Which is more important — the human rights of a not very important princess or the strategic interests of a country with an oil rich Gulf Sheikhdom?

In both cases, it seems the former comes a distant second to the latter. There are millions of Indians working in the Gulf whose remittances are an important source of foreign exchange. The importance of oil is self-explanatory.

If a father wants the return of a runaway daughter, why upset him when so much is at stake? That’s Realpolitik. However, in the court of international opinion, India’s action in the Princess Latifa case has been made to look craven in media reports.

The court case was not about her, however. It was triggered by the decision by the Sheikh’s sixth and youngest wife, Princess Haya Bint Al Hussein, 45, the half-sister of King Abdullah II of Jordan, to remain in the UK with her daughter, Al Jalila, 12, and son Zayed, eight.

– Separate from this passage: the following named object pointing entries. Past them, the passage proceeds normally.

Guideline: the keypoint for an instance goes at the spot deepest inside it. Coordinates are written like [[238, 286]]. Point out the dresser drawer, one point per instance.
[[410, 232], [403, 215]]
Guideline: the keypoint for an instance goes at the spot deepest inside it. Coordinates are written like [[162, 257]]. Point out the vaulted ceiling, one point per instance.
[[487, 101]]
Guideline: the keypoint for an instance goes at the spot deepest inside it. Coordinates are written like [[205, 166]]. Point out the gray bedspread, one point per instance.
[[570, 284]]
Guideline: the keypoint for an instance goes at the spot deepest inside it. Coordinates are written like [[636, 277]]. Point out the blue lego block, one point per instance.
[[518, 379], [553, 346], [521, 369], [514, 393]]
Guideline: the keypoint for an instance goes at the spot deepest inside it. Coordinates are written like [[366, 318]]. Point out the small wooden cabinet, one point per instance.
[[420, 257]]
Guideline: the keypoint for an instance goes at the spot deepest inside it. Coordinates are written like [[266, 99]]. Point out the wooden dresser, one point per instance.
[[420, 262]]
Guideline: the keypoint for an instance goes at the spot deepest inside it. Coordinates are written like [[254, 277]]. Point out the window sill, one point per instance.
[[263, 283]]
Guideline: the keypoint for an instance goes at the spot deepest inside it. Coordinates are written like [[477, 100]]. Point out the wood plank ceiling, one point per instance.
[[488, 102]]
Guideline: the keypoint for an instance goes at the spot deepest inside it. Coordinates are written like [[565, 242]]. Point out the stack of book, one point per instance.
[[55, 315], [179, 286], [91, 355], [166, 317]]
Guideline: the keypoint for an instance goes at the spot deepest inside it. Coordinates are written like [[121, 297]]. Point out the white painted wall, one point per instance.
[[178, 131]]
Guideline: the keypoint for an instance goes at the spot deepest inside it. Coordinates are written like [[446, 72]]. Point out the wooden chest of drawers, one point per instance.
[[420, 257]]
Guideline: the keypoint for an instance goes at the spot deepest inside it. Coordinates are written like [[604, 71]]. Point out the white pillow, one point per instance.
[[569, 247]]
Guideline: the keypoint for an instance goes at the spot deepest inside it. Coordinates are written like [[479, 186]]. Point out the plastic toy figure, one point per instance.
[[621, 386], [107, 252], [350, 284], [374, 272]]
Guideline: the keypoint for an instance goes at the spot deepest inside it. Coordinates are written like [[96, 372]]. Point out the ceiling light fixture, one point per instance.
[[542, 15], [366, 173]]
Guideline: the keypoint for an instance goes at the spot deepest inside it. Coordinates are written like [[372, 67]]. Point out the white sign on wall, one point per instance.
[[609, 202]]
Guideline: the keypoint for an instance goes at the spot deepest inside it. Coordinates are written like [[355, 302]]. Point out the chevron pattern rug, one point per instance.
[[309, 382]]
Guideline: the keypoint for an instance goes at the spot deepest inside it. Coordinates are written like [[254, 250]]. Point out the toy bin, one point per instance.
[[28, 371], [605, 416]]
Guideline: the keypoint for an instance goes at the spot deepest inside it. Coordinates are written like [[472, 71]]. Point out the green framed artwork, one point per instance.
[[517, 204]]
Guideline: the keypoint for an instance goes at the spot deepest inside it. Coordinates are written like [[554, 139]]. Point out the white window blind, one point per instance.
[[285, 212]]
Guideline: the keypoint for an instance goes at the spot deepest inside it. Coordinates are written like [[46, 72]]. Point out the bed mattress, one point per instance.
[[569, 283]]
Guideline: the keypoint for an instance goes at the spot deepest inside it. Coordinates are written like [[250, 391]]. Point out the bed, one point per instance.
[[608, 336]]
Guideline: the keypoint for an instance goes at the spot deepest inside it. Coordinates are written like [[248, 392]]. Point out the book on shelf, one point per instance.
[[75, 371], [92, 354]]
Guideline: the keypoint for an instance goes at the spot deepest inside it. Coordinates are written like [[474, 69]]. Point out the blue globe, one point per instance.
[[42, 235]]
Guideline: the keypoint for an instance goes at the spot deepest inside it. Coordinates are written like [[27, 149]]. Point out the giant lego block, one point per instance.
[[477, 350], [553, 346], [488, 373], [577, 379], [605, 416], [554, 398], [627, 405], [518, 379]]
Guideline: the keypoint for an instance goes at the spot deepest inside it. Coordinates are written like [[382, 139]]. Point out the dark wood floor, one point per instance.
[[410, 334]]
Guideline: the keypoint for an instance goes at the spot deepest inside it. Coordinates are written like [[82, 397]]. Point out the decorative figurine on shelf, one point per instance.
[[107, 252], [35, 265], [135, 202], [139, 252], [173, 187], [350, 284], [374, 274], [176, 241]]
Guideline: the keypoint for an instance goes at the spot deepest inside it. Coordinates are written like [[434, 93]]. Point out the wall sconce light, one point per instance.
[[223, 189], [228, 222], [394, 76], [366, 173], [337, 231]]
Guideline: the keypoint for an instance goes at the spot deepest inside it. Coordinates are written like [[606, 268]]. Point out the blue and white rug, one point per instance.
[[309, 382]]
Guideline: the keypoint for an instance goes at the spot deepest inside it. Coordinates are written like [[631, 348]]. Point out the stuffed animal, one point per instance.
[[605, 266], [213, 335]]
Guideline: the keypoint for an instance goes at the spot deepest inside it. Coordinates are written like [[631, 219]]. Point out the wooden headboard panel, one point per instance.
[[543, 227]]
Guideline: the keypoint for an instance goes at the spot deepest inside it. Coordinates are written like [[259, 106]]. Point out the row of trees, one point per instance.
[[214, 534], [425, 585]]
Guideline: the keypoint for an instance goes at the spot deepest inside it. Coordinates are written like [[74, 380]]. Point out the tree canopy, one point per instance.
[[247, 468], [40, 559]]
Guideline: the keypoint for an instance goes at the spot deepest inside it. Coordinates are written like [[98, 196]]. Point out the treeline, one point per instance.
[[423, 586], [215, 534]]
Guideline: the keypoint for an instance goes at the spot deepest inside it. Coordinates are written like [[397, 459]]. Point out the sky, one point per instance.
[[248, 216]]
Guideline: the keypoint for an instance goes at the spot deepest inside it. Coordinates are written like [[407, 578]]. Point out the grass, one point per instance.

The judge ruled against her husband and said she can. He also said his judgment could be published in full, which was not something the 70-year-old Sheikh had wanted.

What had happened to two other daughters from an earlier marriage helped the judge reach his decision that the Sheikh was a cruel father who was not to be trusted. He had “ordered and orchestrated” the abduction and forced return to Dubai of Sheikha Shamsa, then 19, in August 2000 and her sister Sheikha Latifa twice, in 2002 and again in 2018. McFarlane explained in his judgment delivered on Thursday that “a substantial element in the extreme concern (Princess Haya) has for the future well-being of her children arises from her belief that Shamsa and Latifa have been and are deprived of their liberty on an open-ended basis”.

Shamsa, now 38, was abducted from the streets of Cambridge on August 19, 2000, and has never been seen in public since.